Cooking with Respect


Prominent chefs cook up Zero Hunger messages

Chefs like Mexico’s Alfredo Oropeza use their star power and food know-how to encourage healthy, sustainable diets. ©️Pablo Valero

Prominent figures in the cooking world are using their popularity to urge consumers, businesses and lawmakers to help reduce malnutrition in all its forms, cut food waste, improve nutrition and support sustainable food distribution and preparation systems. 

Chef Alfredo Oropeza is one of the most widely-recognized culinary personalities in Mexico, the United States and Central and South America. He uses his voice to promote proper nutrition and reduce health challenges related to overweight and obesity. He also advocates for small-scale, sustainable farming as a key to better nutrition and improving rural livelihoods. 

“In all our projects we try to deliver content that is of value to our audiences and television productions that are useful to them,” Chef Oropeza says. 

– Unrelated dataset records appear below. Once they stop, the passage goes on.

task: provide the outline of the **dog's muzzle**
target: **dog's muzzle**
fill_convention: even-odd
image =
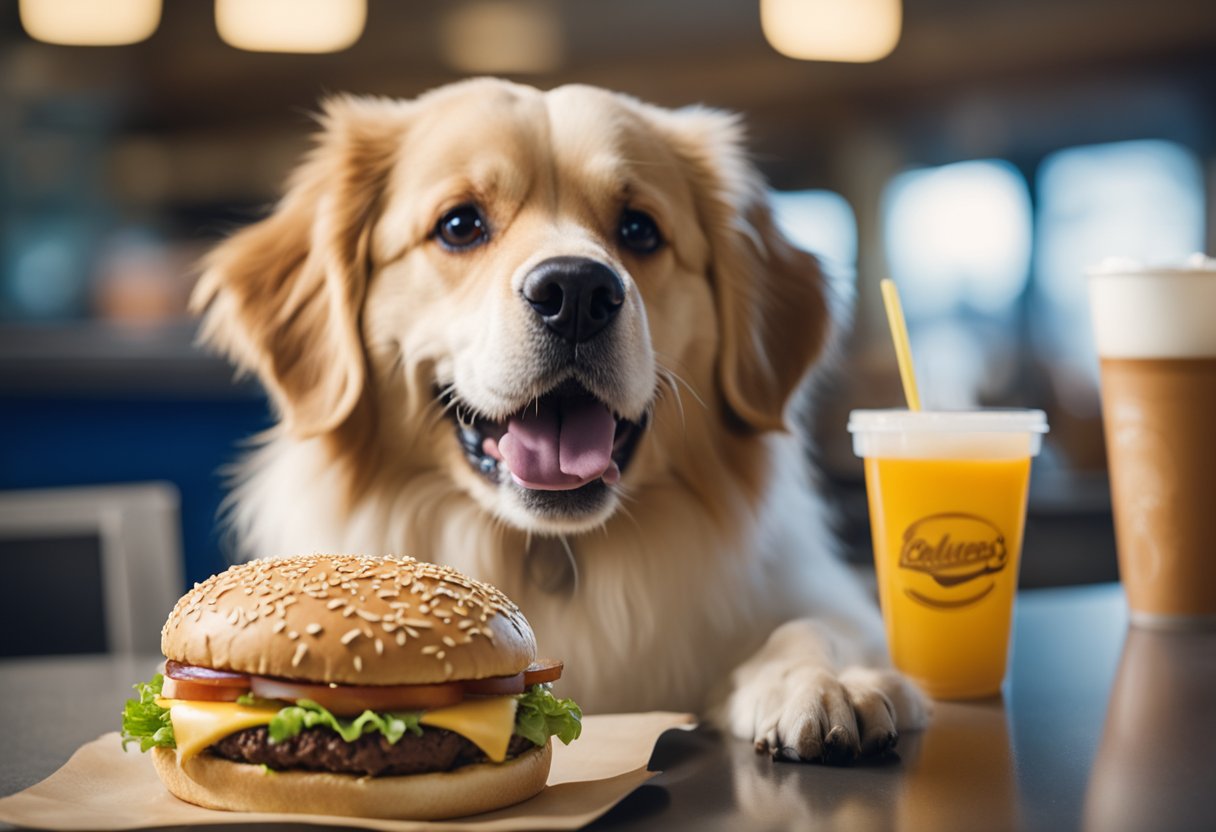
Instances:
[[[581,344],[617,320],[625,303],[625,283],[598,260],[553,257],[528,272],[523,296],[546,330]]]

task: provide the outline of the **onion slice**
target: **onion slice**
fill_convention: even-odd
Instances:
[[[248,693],[249,687],[231,687],[229,685],[212,685],[207,682],[191,681],[187,679],[174,679],[169,676],[164,680],[161,696],[165,699],[191,699],[193,702],[236,702],[243,693]]]
[[[489,679],[469,679],[461,685],[469,696],[510,696],[524,692],[524,673],[513,676],[490,676]]]
[[[557,681],[562,678],[562,668],[564,667],[565,663],[562,659],[536,659],[524,670],[524,687]]]
[[[173,659],[164,663],[164,675],[178,681],[188,681],[198,685],[215,685],[218,687],[243,687],[249,688],[249,674],[233,673],[232,670],[213,670],[201,668],[195,664],[182,664]]]
[[[254,696],[298,702],[311,699],[342,716],[365,710],[423,710],[444,708],[465,698],[460,682],[439,685],[311,685],[309,682],[253,676]]]

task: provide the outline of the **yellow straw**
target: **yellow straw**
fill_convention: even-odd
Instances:
[[[912,367],[912,344],[908,343],[908,327],[903,322],[903,307],[900,305],[900,291],[895,281],[884,280],[883,305],[886,307],[886,322],[891,327],[891,341],[895,342],[895,358],[900,362],[900,380],[903,382],[903,395],[911,410],[921,410],[921,394],[916,389],[916,370]]]

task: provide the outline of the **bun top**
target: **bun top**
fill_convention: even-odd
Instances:
[[[510,676],[536,657],[506,595],[412,557],[249,561],[184,595],[161,631],[184,664],[342,685]]]

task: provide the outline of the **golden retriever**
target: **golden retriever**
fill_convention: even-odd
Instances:
[[[919,726],[787,431],[828,304],[738,120],[494,79],[321,120],[195,294],[280,416],[231,497],[241,555],[492,581],[589,710],[827,761]]]

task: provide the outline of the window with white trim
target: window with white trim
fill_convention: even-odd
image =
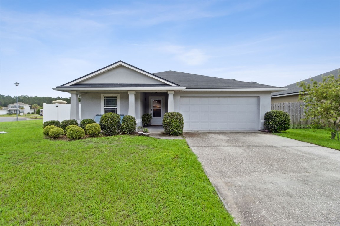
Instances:
[[[104,113],[117,113],[117,97],[104,97]]]

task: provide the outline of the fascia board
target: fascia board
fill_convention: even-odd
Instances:
[[[94,72],[93,73],[89,74],[86,76],[80,78],[79,79],[77,79],[76,80],[75,80],[72,82],[71,82],[68,83],[66,83],[64,85],[68,86],[68,85],[74,85],[74,84],[75,84],[76,83],[80,82],[82,81],[86,80],[86,79],[94,77],[97,75],[101,74],[102,73],[103,73],[113,68],[114,68],[115,67],[116,67],[118,66],[120,66],[120,65],[123,66],[124,67],[126,67],[130,68],[132,70],[133,70],[135,71],[139,72],[139,73],[143,74],[144,75],[149,76],[149,77],[151,77],[151,78],[152,78],[153,79],[156,79],[156,80],[158,80],[158,81],[162,82],[164,82],[168,85],[172,85],[172,86],[177,85],[176,84],[174,84],[171,82],[169,82],[164,80],[164,79],[162,79],[158,77],[156,77],[155,76],[153,76],[151,74],[146,73],[145,72],[141,70],[136,68],[135,67],[132,67],[131,66],[125,63],[124,63],[122,62],[117,62],[116,63],[115,63],[114,64],[113,64],[109,67],[104,68],[100,70],[96,71],[95,72]]]
[[[63,87],[62,88],[52,88],[52,89],[59,91],[102,91],[103,90],[177,90],[183,91],[185,88],[183,87],[121,87],[120,88],[75,88],[75,87]]]
[[[186,89],[185,91],[281,91],[286,90],[287,88],[237,88],[230,89]]]

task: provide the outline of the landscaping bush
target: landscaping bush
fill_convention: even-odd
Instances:
[[[85,136],[85,131],[78,126],[69,128],[66,133],[67,138],[71,140],[80,139]]]
[[[69,126],[67,126],[65,128],[65,134],[66,134],[67,133],[67,131],[68,130],[70,129],[70,128],[72,128],[72,127],[75,127],[75,126],[76,126],[75,125],[70,125]]]
[[[59,137],[64,134],[64,129],[58,127],[52,129],[50,130],[50,132],[48,133],[48,136],[54,138]]]
[[[265,128],[270,132],[286,130],[290,127],[290,117],[283,111],[272,110],[265,114]]]
[[[96,121],[94,119],[85,119],[80,121],[80,127],[83,129],[85,129],[86,125],[88,124],[91,124],[92,123],[95,123]],[[86,131],[86,130],[85,129]]]
[[[97,136],[100,132],[100,126],[96,123],[90,123],[85,127],[85,133],[90,136]]]
[[[142,124],[143,126],[146,126],[150,123],[152,119],[152,115],[151,113],[146,113],[142,116]]]
[[[100,118],[99,124],[104,133],[109,136],[118,134],[120,122],[120,116],[116,113],[105,113]]]
[[[131,115],[126,115],[123,117],[120,131],[123,133],[130,134],[136,131],[137,122],[136,119]]]
[[[168,135],[178,136],[183,134],[184,120],[183,116],[179,112],[168,112],[163,117],[164,133]]]
[[[69,119],[62,121],[60,123],[60,127],[64,130],[68,126],[70,125],[78,125],[78,121],[75,119]]]
[[[45,128],[47,126],[55,126],[57,127],[60,127],[60,122],[56,120],[51,120],[49,121],[46,121],[44,123],[42,126]]]
[[[44,131],[43,132],[44,135],[45,136],[49,136],[48,134],[51,129],[57,128],[59,127],[55,126],[54,126],[53,125],[50,126],[47,126],[44,128]],[[63,130],[64,130],[63,129]]]

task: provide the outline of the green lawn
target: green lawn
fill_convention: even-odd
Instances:
[[[0,123],[0,225],[235,225],[183,140],[44,139]]]
[[[291,129],[275,133],[279,136],[340,150],[340,142],[330,139],[330,132],[318,129]]]

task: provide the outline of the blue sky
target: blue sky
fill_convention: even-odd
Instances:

The Mexican chef has produced books on nutrition and ways to reduce food waste, championing natural food sources, small agricultural producers, workers and businesses involved in feeding the country.

Left: Chef Bertand Simon of France urges everyone to be aware of the consequences of their food choices for health and sustainability. ©Alexandre Onimus. Right: Chef Katishiro Nakamura of Japan shares his anti-food-waste message with consumers. ©FAO/Keiko Okabe

Another champion for reducing food waste in the kitchen is Chef Bertrand Simon. A blogger, author and teacher in his native France, Chef Simon has gained popularity online for uploading free recipes that emphasize the use of fresh, locally-sourced ingredients, simple and healthy food combinations, and menus which feature items that people tend to throw in the trash. 

Today food waste is a global problem. Every year, 1.3 billion tons of food are lost or wasted worldwide. That’s one-third of all food produced for human consumption. 

To reduce food waste in the kitchen and to inspire others to do the same, Chef Bertrand Simon shares anti-gaspi,or anti-food-waste, recipes like soup made with radish greens, which many people cut away from the vegetable and throw out, and stew made with old mustard sauce and meat scraps. He also writes about the benefits of low-water, urban gardening and eliminating foods, which he says are costly in environmental terms, and urges political and business changes along with individual action. 

“If everyone realized the role and influence of their food choices, it would positively impact other citizens of the world,” Simon says. 

Like Chef Simon, Chef Katsuhiro Nakamura, an FAO National Goodwill Ambassador for Japan, shows consumers how to reduce food waste when they cook. This is particularly important to Nakamura, as in his home country of Japan six million tonnes of food is wasted annually. 

“As a chef, I consider it important to appreciate both the food itself and the hard work of those who produce it,” Chef Nakamura says. 

Nakamura uses a no-waste fish soup with parts which are often discarded (head and bones) and serves it at various events to show how easy it can be to cook up delicious meals while saving food at the same time. He also runs seminars to show chefs and service staff at hotels how they can reduce their food waste and encourages restaurant-goers to take home uneaten food in “doggy bags.” 

Chef Elijah Amoo Addo of Ghana’s Food for All Africa Programme recovers surplus food to reduce waste and hunger. ©Food4AllAfrica Programmme

Chef Elijah Amoo Addo is Founder and Executive Director of the Food for All Africa Programme, which recovers surplus food from supermarkets, restaurants and other sources in Ghana and distributes it mostly to facilities for children, the elderly and people with disabilities. 

Addo says three out of five children on the streets of Ghana are out of school because they do not get enough to eat. The programme works with community-run, free schools to provide meals. 

“We are working with schools to make sure children get access to food on a daily basis. That means they don’t have any excuse not to be in school,” Addo says. 

The programme also runs “SDG 2” crop and livestock farms and stores, named after the Sustainable Development Goal, which calls for the elimination of hunger, to foster agricultural employment and distribute rural products in urban areas. 

By reaching out to consumers and decision-makers in FAO member countries, these chefs are inspiring others to take action and be a part of the global goal to achieve Zero Hunger.